The Wild Staff of Ijams
The wild staff at Ijams helps visitors and program attendees learn about the world around them. The human staff selects these team members very carefully and ensures that they receive care and enrichment (activities to keep animals engaged) while they live at the nature center. Ijams also partners with the veterinarians of The University of Tennessee-Knoxville School of Veterinary Medicine to keep these animals healthy.
Visit Ijams' animal ambassadors during regular business hours - either in the outdoor raptor enclosure or in the Visitor Center exhibit hall - and make a new connection with Tennessee's local wildlife. Ijams offers FREE Animal Encounters on Saturdays at 10 am and 1 pm.
While Ijams has wild educators, the staff cannot accept or treat abandoned or injured wildlife, but there are people who do. Watch the Wild Animal Protocol video or read the Wild Animal Frequently Asked Questions so you know what to do if you find an animal that might need assistance.
Meet the Animals
Stay-Puft, a male barred owl, joined Ijams in 2015 at about age 3. He was found with injuries consistent with being hit by a car. He has some blindness, making him non-releasable. He got his name because he always has his feathers puffed out. He loves to walk the trails with his keeper.
Spitfire is a female American kestrel. She earned her name by being very vocal, opinionated, and feisty. She was found, flightless, outside of Nashville. Her injured wing makes her non-releasable. Spitfire has been at Ijams since 2011.
Tiger is a female red-tailed hawk. She was found in Sevier County with physical and neurological injuries that make her non-releasable. She came to Ijams in 2005 at about age 3. Tiger can be seen (and often heard) in the raptor enclosure by the main parking lot.
Li'l Red is a female Eastern screech owl. This species is found in two color phases: red and gray. She received her name because she is a red phase screech owl. She came to Ijams in 2011 from Clinch River Raptor Center with permanent wing injuries and is in liver failure due to old age.
Eastern Screech Owl
Zoe is a female turkey vulture. She was found on the roadside when she was very young and imprinted on humans, meaning she bonded with and identified with people, instead of identifying as a vulture. She joined Ijams in 2005, when she was 7 years old. She is very smart and curious.
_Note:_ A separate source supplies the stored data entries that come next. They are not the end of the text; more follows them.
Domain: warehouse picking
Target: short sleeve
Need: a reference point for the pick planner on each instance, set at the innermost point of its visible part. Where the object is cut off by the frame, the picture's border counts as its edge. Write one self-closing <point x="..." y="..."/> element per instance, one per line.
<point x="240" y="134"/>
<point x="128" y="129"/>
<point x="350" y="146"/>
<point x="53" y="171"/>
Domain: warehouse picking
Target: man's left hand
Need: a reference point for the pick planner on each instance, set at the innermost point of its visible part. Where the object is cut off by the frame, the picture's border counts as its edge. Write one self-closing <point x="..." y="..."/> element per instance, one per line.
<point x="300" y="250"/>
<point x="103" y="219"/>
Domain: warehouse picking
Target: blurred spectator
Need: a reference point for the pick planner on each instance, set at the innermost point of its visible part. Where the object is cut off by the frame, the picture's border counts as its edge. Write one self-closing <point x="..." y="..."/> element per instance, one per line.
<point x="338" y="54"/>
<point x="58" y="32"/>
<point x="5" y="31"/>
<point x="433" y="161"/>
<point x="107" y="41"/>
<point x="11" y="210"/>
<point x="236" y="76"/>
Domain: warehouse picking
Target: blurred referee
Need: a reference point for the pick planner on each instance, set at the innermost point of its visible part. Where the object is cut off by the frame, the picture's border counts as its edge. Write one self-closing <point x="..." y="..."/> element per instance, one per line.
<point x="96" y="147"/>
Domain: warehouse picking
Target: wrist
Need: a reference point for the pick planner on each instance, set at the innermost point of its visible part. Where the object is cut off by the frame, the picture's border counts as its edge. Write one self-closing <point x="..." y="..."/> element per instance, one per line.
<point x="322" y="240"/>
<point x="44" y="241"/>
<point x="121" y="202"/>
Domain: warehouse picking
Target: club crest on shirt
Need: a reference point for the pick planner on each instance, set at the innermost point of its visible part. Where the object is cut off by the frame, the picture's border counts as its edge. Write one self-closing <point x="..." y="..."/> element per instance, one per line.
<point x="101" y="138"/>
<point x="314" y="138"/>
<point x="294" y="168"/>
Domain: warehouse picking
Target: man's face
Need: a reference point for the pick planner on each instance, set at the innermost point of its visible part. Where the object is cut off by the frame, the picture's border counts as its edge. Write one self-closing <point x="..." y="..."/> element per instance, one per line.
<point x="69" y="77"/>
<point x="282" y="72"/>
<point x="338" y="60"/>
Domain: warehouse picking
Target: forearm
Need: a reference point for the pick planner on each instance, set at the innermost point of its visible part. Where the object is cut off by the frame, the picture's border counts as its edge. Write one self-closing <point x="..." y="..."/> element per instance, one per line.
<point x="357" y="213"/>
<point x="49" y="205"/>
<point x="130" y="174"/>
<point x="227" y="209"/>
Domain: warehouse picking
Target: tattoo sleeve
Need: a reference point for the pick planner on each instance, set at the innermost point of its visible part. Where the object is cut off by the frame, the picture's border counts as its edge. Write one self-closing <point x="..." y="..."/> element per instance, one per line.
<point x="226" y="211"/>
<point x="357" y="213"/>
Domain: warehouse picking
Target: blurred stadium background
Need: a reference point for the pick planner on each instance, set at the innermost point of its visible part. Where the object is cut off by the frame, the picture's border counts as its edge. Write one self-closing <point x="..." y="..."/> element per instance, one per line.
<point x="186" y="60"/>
Harley is a gray phase screech owl. Her vet records at UT listed her as male, which was proven incorrect in 2019 when she laid an egg! She is missing her left eye as a result of injuries sustained in a vehicle collision. She joined Ijams in 2011 from American Eagle Foundation.
Eastern Screech Owl
Cora is a female corn snake. She was captive-bred in Gatlinburg, Tenn. Because she was raised in captivity, she lacks many of the skills and instincts that are necessary for her to survive in the wild. She was surrendered to Ijams Nature Center in 2011 at the age of 1.
(Red Rat Snake)
Lucius is an albino gray rat snake. Albinism is a genetic abnormality that results in missing pigments, as well as other challenges such as poor eyesight. Lucius was found in a local basement and found his way to Ijams Nature Center in 2013 at the age of 3
Gray Rat Snake (Albino)
Gramps, a male gray rat snake, has lived at Ijams since 1989, causing staff to change his name in 2018! Like his wild counterparts, Gramps enjoys climbing and spending time in his log, and has taught countless visitors how gentle and helpful his species is to humans.